# Support Vector Machine Spam Classification

revision: dcfbda7

Many email services today provide spam filters that are able to classify emails
into spam and non-spam email with high accuracy. In this part of the exercise,
you will use SVMs to build your own spam filter. You will be training a classifier to classify whether a given email, $x$, is spam ($y = 1$) or non-spam ($y = 0$). In particular, you need to convert each
email into a feature vector $x \in \mathbb{R}^n$. The following parts of the exercise will walk you through how such a feature vector can be constructed from an email.


*References:* These exercises are based on the Stanford Machine Learning Course [CS229](http://cs229.stanford.edu) of Andrew Ng.

In [None]:
# @formatter:off
# PREAMBLE
import re
import nltk
import numpy as np
import pandas as pd
import scipy.io as si
import seaborn as sns

%matplotlib inline
sns.set_context("notebook", font_scale=1.1)
sns.set_style("ticks")
%load_ext autoreload
%autoreload 2
# @formatter:on

## Preprocessing Emails

Before starting on a machine learning task, it is usually insightful to
take a look at examples from the dataset.

```
> Anyone knows how much it costs to host a web portal ?
>
Well, it depends on how many visitors youre expecting. This can be
anywhere from less than 10 bucks a month to a couple of $100. You
should checkout http://www.rackspace.com/ or perhaps Amazon EC2 if
youre running something big..
To unsubscribe yourself from this mailing list, send an email to:
groupname-unsubscribe@egroups.com
```

This sample email contains a URL, an email address (at the end), numbers, and dollar
amounts. While many emails would contain similar types of entities (e.g.,
numbers, other URLs, or other email addresses), the specific entities (e.g.,
the specific URL or specific dollar amount) will be different in almost every
email.
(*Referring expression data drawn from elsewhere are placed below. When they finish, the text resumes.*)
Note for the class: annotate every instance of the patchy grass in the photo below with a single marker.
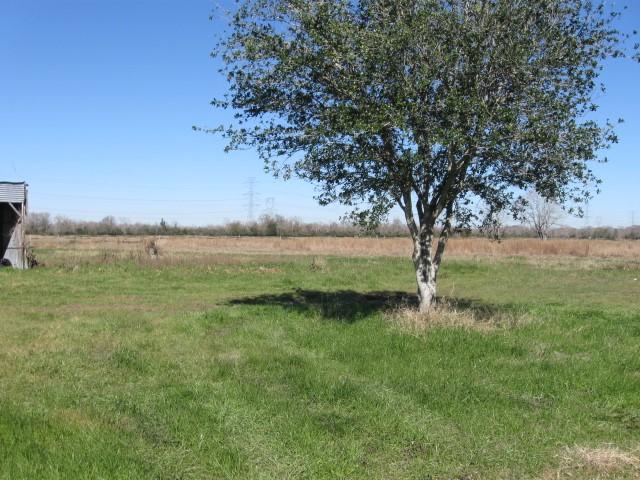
(288, 367)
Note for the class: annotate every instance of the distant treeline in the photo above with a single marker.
(273, 226)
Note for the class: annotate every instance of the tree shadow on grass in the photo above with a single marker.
(349, 305)
(342, 305)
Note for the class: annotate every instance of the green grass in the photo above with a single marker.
(272, 369)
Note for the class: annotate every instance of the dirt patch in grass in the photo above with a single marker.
(603, 462)
(457, 314)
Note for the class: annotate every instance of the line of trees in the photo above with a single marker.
(276, 225)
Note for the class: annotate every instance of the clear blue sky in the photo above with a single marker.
(97, 100)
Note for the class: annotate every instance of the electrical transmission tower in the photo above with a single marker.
(251, 196)
(270, 206)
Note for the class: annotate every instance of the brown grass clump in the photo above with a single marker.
(604, 462)
(457, 314)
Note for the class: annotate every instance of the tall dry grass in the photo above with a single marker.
(351, 246)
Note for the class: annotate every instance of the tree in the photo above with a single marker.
(540, 214)
(430, 105)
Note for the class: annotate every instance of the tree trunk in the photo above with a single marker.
(425, 274)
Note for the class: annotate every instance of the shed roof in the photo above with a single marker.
(13, 192)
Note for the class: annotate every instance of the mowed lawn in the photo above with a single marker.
(289, 368)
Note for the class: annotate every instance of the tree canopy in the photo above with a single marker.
(436, 106)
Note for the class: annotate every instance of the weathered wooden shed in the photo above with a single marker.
(13, 212)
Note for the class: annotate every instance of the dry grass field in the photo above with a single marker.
(350, 246)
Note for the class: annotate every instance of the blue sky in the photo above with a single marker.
(97, 100)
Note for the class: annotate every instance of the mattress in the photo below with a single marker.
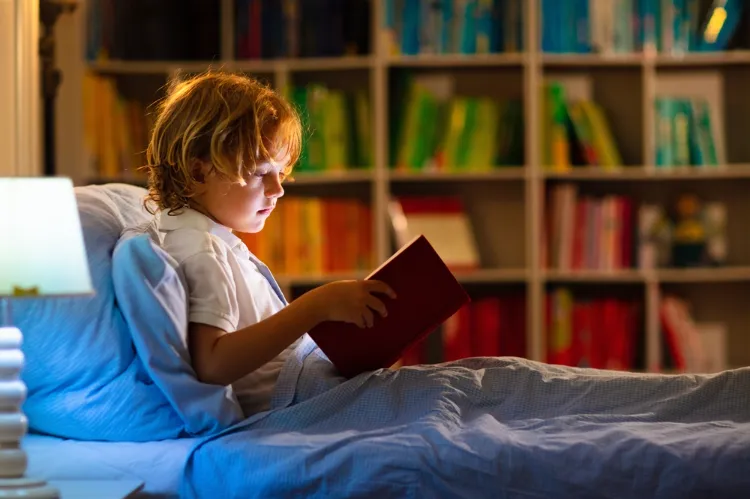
(159, 465)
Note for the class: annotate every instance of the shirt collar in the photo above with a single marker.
(189, 218)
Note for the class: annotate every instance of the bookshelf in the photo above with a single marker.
(507, 204)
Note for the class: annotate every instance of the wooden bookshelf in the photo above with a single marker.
(508, 203)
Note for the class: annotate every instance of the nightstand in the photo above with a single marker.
(96, 489)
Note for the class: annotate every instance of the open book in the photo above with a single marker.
(427, 294)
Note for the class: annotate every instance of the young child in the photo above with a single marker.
(220, 149)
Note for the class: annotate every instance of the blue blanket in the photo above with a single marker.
(486, 427)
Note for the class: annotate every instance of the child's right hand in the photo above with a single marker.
(353, 301)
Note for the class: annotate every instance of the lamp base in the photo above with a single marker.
(26, 488)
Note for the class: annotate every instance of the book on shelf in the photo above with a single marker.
(443, 220)
(689, 346)
(115, 129)
(583, 232)
(685, 135)
(315, 236)
(603, 333)
(427, 295)
(615, 232)
(625, 26)
(575, 131)
(435, 129)
(446, 27)
(488, 326)
(336, 126)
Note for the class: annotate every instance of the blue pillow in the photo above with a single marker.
(82, 373)
(151, 293)
(88, 377)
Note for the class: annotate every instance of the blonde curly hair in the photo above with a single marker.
(233, 122)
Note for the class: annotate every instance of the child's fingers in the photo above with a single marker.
(377, 305)
(368, 316)
(380, 287)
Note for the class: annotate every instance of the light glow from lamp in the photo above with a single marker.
(42, 254)
(41, 243)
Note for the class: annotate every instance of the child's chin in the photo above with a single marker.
(255, 227)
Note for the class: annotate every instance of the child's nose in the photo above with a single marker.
(273, 186)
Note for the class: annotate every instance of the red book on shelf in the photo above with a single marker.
(427, 294)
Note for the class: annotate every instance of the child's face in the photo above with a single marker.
(244, 208)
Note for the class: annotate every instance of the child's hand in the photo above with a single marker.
(353, 301)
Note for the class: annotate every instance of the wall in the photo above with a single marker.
(20, 118)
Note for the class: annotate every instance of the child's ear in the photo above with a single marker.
(200, 170)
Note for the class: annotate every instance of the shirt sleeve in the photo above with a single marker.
(212, 291)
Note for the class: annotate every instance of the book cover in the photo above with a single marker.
(427, 294)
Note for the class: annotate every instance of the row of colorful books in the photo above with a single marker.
(583, 232)
(575, 132)
(689, 345)
(337, 128)
(614, 232)
(414, 27)
(268, 29)
(116, 129)
(684, 133)
(623, 26)
(486, 327)
(602, 333)
(596, 332)
(434, 129)
(315, 236)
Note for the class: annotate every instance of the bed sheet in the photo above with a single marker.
(160, 465)
(492, 427)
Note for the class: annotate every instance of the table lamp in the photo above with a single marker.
(42, 255)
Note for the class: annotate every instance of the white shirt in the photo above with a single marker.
(226, 290)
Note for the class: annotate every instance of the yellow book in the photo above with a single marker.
(292, 228)
(604, 143)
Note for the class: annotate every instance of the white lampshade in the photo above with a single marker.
(41, 243)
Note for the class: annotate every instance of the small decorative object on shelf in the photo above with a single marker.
(689, 241)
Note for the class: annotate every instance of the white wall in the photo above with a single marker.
(20, 118)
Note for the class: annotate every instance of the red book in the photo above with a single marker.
(427, 294)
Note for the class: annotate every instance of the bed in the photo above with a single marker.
(158, 465)
(484, 427)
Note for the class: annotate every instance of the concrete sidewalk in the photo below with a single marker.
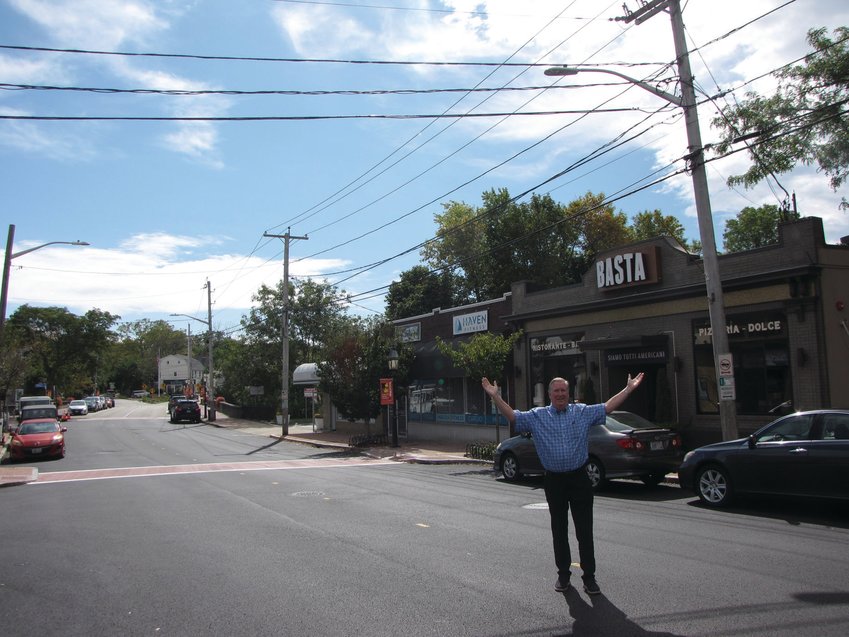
(434, 452)
(421, 453)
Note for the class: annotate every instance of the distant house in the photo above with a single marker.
(177, 371)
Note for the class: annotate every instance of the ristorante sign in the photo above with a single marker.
(625, 269)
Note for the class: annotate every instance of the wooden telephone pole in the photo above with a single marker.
(284, 327)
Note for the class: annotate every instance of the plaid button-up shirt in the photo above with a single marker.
(561, 437)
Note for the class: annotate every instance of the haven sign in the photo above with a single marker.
(625, 269)
(470, 323)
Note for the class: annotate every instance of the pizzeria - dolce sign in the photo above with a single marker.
(742, 327)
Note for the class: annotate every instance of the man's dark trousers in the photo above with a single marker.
(563, 490)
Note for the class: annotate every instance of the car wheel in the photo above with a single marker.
(510, 467)
(653, 479)
(713, 486)
(595, 470)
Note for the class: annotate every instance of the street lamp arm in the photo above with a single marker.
(568, 70)
(44, 245)
(204, 321)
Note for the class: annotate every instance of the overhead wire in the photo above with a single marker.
(595, 111)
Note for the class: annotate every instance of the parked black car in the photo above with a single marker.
(804, 454)
(185, 409)
(625, 446)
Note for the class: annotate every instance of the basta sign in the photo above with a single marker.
(625, 269)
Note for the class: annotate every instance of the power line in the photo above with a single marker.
(285, 118)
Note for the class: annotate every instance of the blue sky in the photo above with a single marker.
(170, 204)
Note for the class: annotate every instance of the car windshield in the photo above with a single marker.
(795, 427)
(621, 421)
(37, 428)
(39, 412)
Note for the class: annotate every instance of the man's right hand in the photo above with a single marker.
(489, 388)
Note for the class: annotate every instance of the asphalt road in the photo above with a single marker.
(148, 528)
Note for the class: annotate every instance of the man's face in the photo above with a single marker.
(559, 394)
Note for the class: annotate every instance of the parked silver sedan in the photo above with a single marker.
(625, 446)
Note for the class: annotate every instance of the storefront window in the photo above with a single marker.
(762, 372)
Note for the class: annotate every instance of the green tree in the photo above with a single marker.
(650, 224)
(419, 291)
(316, 311)
(804, 121)
(484, 354)
(459, 240)
(355, 360)
(601, 228)
(505, 241)
(752, 228)
(61, 349)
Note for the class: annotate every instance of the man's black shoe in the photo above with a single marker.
(591, 586)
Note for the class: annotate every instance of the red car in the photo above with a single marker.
(38, 438)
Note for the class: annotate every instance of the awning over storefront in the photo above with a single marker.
(305, 374)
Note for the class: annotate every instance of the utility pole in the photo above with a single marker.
(716, 304)
(189, 338)
(284, 327)
(210, 386)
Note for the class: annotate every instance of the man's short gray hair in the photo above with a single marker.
(554, 380)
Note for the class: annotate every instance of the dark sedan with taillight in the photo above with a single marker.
(625, 446)
(185, 409)
(802, 455)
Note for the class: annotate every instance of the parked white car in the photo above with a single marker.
(78, 408)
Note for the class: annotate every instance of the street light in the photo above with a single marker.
(392, 358)
(7, 266)
(210, 386)
(716, 302)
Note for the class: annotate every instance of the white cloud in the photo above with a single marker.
(94, 23)
(148, 274)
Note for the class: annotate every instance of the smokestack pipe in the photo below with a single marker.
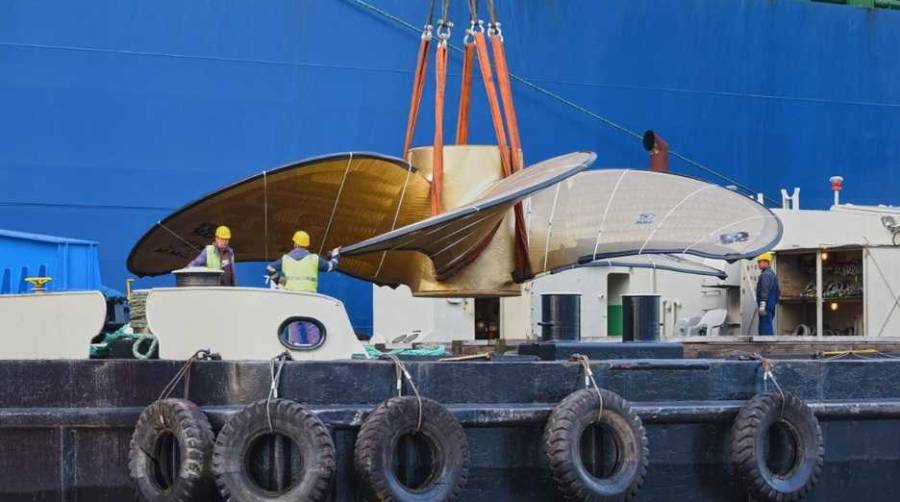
(659, 152)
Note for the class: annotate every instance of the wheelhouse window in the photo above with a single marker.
(301, 333)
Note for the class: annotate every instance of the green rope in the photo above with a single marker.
(424, 351)
(575, 106)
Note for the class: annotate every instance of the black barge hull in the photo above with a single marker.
(65, 425)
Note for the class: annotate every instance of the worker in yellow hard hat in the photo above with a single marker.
(299, 269)
(218, 256)
(767, 294)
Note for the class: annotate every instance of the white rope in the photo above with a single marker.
(550, 226)
(589, 378)
(273, 387)
(396, 215)
(336, 201)
(401, 371)
(671, 211)
(606, 212)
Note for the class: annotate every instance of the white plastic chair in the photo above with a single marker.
(709, 324)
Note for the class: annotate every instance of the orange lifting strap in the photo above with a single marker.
(440, 70)
(503, 81)
(418, 83)
(465, 93)
(444, 27)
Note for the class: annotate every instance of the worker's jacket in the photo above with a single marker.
(299, 270)
(767, 289)
(214, 258)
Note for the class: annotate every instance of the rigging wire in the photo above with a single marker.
(571, 104)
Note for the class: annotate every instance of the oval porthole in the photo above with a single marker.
(301, 333)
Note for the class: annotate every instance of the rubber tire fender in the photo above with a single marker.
(750, 434)
(562, 446)
(193, 433)
(377, 439)
(291, 419)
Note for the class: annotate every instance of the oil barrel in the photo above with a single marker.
(640, 318)
(560, 316)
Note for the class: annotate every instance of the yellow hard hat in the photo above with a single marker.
(301, 238)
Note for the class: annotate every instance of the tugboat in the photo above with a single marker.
(237, 408)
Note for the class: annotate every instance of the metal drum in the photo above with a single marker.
(197, 276)
(560, 316)
(640, 318)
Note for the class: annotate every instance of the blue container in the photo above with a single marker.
(73, 264)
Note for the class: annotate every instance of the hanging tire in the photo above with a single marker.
(170, 452)
(789, 473)
(391, 428)
(307, 463)
(618, 479)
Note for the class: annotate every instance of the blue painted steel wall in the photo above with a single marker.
(115, 112)
(71, 263)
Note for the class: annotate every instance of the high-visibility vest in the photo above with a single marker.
(212, 258)
(302, 274)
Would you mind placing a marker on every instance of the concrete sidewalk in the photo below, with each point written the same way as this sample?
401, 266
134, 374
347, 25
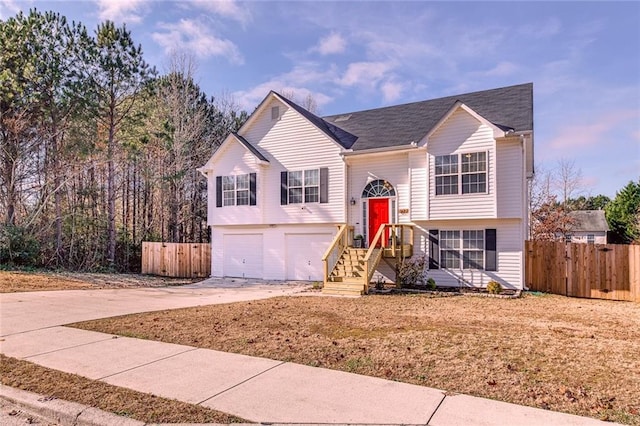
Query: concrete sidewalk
257, 389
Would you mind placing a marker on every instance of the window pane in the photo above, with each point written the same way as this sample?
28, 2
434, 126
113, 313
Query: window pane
228, 183
295, 195
446, 185
243, 197
311, 194
295, 179
446, 164
474, 183
449, 239
312, 177
242, 182
474, 162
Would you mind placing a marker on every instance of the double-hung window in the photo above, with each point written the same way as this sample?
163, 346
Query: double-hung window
242, 190
462, 249
228, 191
474, 172
472, 249
236, 190
450, 249
461, 173
304, 186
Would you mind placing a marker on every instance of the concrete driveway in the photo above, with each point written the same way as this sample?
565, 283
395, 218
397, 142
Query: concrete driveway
257, 389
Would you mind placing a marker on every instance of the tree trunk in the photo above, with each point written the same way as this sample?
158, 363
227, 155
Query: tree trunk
111, 189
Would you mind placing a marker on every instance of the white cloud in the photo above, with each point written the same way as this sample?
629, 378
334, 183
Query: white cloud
128, 11
548, 28
364, 73
332, 44
193, 36
591, 132
502, 69
391, 91
225, 8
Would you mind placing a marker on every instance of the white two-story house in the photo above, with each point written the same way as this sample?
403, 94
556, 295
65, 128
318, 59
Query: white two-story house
290, 189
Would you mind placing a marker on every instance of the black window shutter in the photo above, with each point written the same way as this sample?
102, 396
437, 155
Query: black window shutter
252, 189
490, 263
324, 185
284, 188
434, 249
218, 191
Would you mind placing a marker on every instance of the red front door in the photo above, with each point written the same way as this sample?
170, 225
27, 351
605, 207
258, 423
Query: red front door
378, 214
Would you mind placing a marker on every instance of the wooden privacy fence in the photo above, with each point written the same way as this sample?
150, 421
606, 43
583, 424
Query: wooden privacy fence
183, 260
597, 271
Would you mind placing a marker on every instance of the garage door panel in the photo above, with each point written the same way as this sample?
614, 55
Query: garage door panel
243, 255
304, 256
Therefore, one method often employed in processing emails is to
“normalize” these values, so that all URLs are treated the same, all numbers
are treated the same, etc. For example, we could replace each URL in the
email with the unique string “httpaddr” to indicate that a URL was present.
This has the effect of letting the spam classifier make a classification decision
based on whether any URL was present, rather than whether a specific URL
was present. This typically improves the performance of a spam classifier,
since spammers often randomize the URLs, and thus the odds of seeing any
particular URL again in a new piece of spam is very small.

In `normalizeEmail`, we have implemented the following email preprocessing
and normalization steps:

* **Lower-casing**: The entire email is converted into lower case, so
that captialization is ignored (e.g., `IndIcaTE` is treated the same as
`Indicate`).

* **Stripping HTML**: All HTML tags are removed from the emails.
Many emails often come with HTML formatting; we remove all the
HTML tags, so that only the content remains.

* **Normalizing URLs**: All URLs are replaced with the text "`httpaddr`".

* **Normalizing Email Addresses**: All email addresses are replaced
with the text "`emailaddr`".

* **Normalizing Numbers**: All numbers are replaced with the text "`number`".

* **Normalizing Dollars**: All dollar signs ($) are replaced with the text "`dollar`".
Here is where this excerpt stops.